Digital technologies are helping improve the efficiency of municipal services and administration. Valencia is one of the first cities to use an open Cloud platform for the purpose.

Valencia claims to be the first fully integrated Smart City in Spain. It is certainly a ground-breaker, having consolidated all its services on a Cloud platform. The Cloud can be used to monitor everything that happens in the city: from traffic, street lighting and car parks, to the weather. “City managers will know what is happening in the city in real time and can cancel automatic irrigation on rainy days, open traffic lights to let an ambulance through, switch on street lights on a cloudy day to improve visibility and notify citizens where there are free parking spaces, along with many other possibilities,” says Javier Castro, General Manager with Telefónica, citing just some of the possibilities. The company’s cloud-based IoT platform forms the basis of the Smart City solution. The system conforms to Fiware, a European open-source standard on which various Internet applications can be based.

All services in view

Valencia has consolidated a total of 45 different municipal services on the open platform. It has enabled the city to administer and run its telecommunications, energy, transport, emergency response and safety and security infrastructures more efficiently. The city has installed 350 new sensors for the purpose, as well as utilising mobility data from some 3,900 pre-installed sensors and 1,000 smart traffic light units, for example, in order to measure traffic density. All these municipal services are continuously monitored and networked via the platform, resulting in greater efficiency and a new quality of services. The ultimate aims are to cut public expenditure, make the administration more efficient and improve the services the city provides. The platform additionally provides the public with a centralised, permanently accessible resource to obtain information on municipal services. Data relating to noise pollution, waste disposal, water management, air quality, and many other indicators that a big city needs to have under control, are now recorded centrally. Some 90 per cent of the city’s official forms can be completed online and residents can also handle all formalities by paperless means through the online platform. A city app named App Valencia enables any resident to interact with the municipal services.

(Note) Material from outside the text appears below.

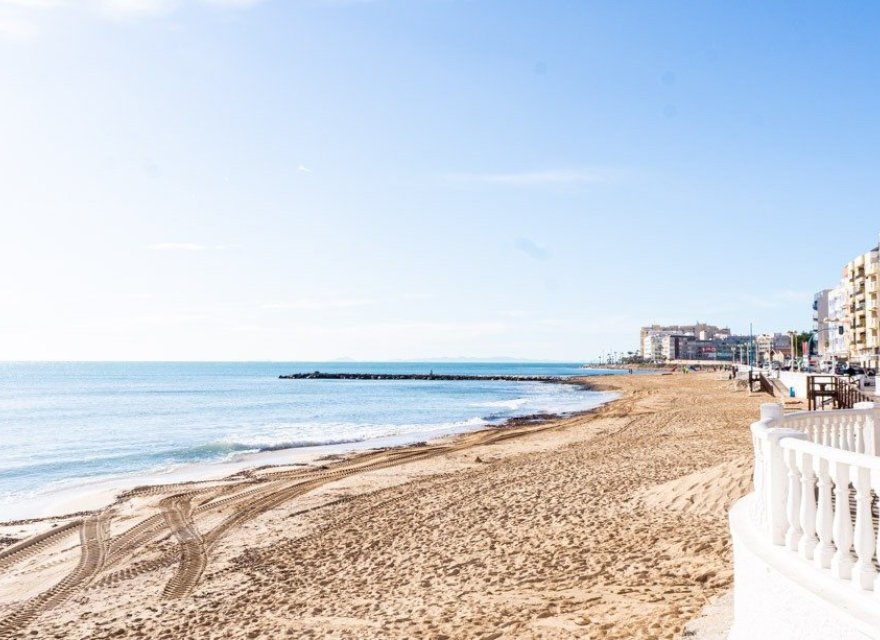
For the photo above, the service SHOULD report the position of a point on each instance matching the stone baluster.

Knowing what the public think

“Digital technology is making the ‘Smart City’ more inclusive, improving its citizens’ comfort, solving problems more efficiently and making the most of the economic development opportunities it brings,” explains Laurent Auguste, Veolia Senior Executive Vice President Innovation and Markets. The French company offers cities special software tools: Urban Board provides decision-making aids for administrators by consolidating technical and social indicators. It links municipal services in the fields of mobility, safety and security, cleanliness and the environment with the expectations of the public. The tool analyses posts and comments in social media in order to survey public opinion. Based on the results, the administration can fine-tune the technical infrastructure of the city to better meet citizens’ expectations.

Interacting with the city administration

The Urban Pulse app provides residents with smartphone access to freely available information about their city in real time. It also enables them to use services such as car-sharing, or to travel more efficiently around the city by calculating the optimum connection between two points – incorporating all potential means of transport and always based on timetables updated in real time. They can get information on air pollution, enabling them to choose the cleanest means of transport. They can also use the app’s GPS functionality to meet up with friends more easily. And residents can use the app to report defective municipal facilities, bad smells, fly-tipping and other issues on the relevant website. The public thus has a means of communicating directly with the administration, and thus helping to improve the quality of life in their city.